According to early projections, Bad Boys For Life is doing better than, well, even earlier projections thanks to its $23.5 million at the North American box office through the first full day of its extended four-day opening weekend. This puts Will Smith and Martin Lawrence's latest entry in the action-comedy series on a pace for a $66-68 million opening, and also probably reassures Sony that it's a good idea to make a fourth movie in the franchise without another 17-year gap in-between.
According to Deadline, Bad Boys For Life's very strong Martin Luther King Jr. weekend showing will make it the second highest grossing film ever over this particular holiday stretch, sandwiching it between first place American Sniper ($107.2 million in 2014) and Ride Along ($48.6 million, also in 2014).

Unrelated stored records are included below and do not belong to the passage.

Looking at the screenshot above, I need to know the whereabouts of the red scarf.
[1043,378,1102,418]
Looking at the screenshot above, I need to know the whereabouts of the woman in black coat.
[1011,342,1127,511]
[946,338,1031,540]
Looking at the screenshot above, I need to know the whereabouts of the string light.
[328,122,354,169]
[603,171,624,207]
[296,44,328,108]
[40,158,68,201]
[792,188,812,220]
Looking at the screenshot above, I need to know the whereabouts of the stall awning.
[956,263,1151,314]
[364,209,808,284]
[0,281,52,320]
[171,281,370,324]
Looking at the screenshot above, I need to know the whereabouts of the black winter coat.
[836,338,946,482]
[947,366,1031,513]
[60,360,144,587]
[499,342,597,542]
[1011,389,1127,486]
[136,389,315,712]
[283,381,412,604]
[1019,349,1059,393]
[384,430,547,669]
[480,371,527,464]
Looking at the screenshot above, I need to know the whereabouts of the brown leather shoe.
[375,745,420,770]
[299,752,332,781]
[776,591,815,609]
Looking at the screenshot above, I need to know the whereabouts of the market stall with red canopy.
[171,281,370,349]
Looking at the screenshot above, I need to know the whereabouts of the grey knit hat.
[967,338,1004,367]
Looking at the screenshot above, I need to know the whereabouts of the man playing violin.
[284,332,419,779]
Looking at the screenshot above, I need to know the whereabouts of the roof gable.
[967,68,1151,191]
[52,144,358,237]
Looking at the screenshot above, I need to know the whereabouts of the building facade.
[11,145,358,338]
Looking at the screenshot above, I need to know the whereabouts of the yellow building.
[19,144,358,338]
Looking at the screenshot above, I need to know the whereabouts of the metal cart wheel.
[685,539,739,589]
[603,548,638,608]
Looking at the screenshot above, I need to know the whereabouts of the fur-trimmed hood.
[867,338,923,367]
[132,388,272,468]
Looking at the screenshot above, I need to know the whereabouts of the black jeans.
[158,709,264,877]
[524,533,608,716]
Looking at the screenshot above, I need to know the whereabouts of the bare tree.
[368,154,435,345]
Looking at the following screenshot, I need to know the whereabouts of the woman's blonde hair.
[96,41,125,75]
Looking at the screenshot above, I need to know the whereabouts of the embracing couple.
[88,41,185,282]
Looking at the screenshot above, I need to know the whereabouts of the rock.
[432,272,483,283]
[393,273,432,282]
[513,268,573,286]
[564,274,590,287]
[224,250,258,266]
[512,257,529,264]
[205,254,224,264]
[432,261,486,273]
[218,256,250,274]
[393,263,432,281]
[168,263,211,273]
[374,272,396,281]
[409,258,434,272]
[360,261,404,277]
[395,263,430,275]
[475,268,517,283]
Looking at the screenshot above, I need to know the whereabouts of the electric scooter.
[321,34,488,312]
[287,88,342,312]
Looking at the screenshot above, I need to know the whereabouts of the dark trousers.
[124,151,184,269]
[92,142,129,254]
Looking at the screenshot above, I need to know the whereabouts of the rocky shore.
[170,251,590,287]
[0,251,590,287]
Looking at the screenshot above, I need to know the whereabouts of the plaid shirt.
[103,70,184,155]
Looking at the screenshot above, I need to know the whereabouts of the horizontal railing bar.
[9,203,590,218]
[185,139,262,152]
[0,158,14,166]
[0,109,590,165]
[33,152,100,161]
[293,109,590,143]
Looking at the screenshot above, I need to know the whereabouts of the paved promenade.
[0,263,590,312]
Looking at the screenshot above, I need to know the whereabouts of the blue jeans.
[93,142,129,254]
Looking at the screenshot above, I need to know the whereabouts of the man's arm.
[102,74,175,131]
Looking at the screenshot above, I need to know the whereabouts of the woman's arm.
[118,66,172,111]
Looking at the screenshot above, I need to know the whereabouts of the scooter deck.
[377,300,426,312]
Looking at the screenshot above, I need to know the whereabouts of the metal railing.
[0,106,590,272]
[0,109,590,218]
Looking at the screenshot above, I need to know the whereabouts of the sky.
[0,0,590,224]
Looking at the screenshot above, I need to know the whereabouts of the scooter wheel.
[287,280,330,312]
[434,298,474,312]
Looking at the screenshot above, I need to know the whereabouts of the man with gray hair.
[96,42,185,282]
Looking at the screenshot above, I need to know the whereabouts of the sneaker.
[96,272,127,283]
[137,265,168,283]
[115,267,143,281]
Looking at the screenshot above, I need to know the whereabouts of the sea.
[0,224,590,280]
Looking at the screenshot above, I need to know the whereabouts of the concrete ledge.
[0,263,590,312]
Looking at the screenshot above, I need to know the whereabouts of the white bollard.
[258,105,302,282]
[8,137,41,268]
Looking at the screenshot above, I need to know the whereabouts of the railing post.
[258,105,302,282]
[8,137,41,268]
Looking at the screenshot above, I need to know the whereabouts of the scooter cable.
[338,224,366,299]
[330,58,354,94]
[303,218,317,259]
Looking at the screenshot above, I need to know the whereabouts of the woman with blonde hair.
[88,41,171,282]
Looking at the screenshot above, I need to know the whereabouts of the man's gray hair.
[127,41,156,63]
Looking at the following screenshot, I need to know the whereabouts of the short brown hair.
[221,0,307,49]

In terms of where it stands against the past two offerings from its own series, the projected $66-68 million weekend will represent a noticeable improvement over 2003's Bad Boys II, which nabbed $46.5 million in its first few days. It will also make the franchise more money than the entire domestic gross of 1995's series-opening Bad Boys, which finished its theatrical run with $65.8 million.
In case you're wondering, Bad Boys For Life cost an estimated $90 million to make, not including its marketing budget. Looks like a good investment from where we're standing.
Unfortunately if there are winners, there's also got to be losers. And at the moment it doesn't look like Dolittle, Robert Downey Jr.'s first non-Iron Man role in more than five years, will make a whole lot of money back for Universal. The grim result had been forecasted, but will still be a disappointment for a big budget adventure movie with a flashy star atop the marquee.
Dolittle brought in just $6.3 million in domestic receipts on Friday, which puts it on track for $31 million. Pit that against its reported $175-200 million pre-marketing budget and it's not exactly looking like an Avengers-esque return.
If its any consolation to Universal, who also just put out the critically-maligned box-office bomb Cats, Sam Mendes' 1917 is performing well with both critics and audiences. In addition to pulling in 10 Oscar nominations less than a week ago, the WWI epic brought in $6.2 million on Friday, which puts it on pace for a projected $26.6 million this weekend. Note that this is its second weekend of wide release. At this point, it's looking like it'll make its money back and then some.